Android phones with Qualcom Snapdragon 865 scores better than an Intel i7 7700HQ (4 cores, 8 threads) on Geekbench on multi-core and ties on single core while using a magnitude less energy.

While this i7 model is not new, it's not the "U" low voltage processor version.

I could see Qualcom getting fancy and trying to scale their processors at 5nm.

https://browser.geekbench.com/android_devices/oneplus-8

https://browser.geekbench.com/processors/intel-core-i7-7700h...

The last time the i7-7700HQ was sold in a Mac was for the mid-2017, 15" MBP. The current gen (late-2019) base model 16" MBP uses a i7-9750H.

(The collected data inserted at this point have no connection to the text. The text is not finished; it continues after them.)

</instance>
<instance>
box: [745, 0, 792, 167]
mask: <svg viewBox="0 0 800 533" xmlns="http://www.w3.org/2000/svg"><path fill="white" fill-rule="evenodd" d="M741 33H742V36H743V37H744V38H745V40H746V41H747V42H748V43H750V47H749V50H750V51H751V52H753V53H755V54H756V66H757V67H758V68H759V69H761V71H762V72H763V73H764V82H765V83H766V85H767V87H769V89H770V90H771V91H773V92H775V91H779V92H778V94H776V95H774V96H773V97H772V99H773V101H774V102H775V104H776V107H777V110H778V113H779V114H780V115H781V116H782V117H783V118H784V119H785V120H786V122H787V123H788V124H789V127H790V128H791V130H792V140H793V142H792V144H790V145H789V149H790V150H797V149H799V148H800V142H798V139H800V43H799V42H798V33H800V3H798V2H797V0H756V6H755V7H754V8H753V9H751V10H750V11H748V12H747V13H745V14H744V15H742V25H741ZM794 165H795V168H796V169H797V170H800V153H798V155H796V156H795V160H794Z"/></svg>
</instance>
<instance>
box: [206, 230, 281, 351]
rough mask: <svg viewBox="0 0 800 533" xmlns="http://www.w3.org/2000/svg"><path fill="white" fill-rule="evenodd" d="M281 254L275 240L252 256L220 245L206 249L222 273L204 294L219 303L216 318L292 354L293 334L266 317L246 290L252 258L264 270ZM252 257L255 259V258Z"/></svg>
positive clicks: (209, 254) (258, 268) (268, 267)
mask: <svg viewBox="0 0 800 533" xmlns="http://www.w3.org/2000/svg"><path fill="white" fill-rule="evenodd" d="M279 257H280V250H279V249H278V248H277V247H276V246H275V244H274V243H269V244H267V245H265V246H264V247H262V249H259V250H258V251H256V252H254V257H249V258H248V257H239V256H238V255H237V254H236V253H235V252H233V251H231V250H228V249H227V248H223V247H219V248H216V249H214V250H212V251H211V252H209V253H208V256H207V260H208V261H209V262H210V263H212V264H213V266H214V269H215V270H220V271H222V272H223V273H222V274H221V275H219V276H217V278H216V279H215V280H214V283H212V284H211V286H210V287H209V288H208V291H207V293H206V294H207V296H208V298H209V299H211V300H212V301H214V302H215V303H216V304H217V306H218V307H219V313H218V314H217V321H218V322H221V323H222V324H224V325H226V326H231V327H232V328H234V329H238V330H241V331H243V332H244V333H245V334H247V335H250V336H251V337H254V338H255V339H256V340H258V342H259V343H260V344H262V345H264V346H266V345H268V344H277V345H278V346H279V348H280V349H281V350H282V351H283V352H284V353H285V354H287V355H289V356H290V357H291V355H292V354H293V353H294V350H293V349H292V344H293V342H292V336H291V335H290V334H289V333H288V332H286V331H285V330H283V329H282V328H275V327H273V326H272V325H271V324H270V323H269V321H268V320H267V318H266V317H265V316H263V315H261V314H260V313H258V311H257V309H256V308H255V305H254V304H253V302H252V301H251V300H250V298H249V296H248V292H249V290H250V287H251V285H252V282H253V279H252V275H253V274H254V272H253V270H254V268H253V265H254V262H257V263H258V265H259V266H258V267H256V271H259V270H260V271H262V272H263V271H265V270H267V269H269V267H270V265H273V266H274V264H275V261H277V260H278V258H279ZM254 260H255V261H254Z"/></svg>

Single core performance is ~17.5% better and multi-core performance is ~51.2% better than the 865. The numbers are still surprisingly close given that the Snapdragon uses significantly less power.

https://browser.geekbench.com/processors/intel-core-i7-9750h

The i7-9750H isn't Intel's newest or most efficient. Take a look at the i7-1185G7 numbers for example https://browser.geekbench.com/v5/cpu/4972038

Or the 15w Ryzen 4800U's results https://browser.geekbench.com/v5/cpu/4972763

Oh wow. I was not expecting the Qualcomm 865 to be anything close to an i7-9750HQ in single core performance.

Shows how poor is Intel's form lately.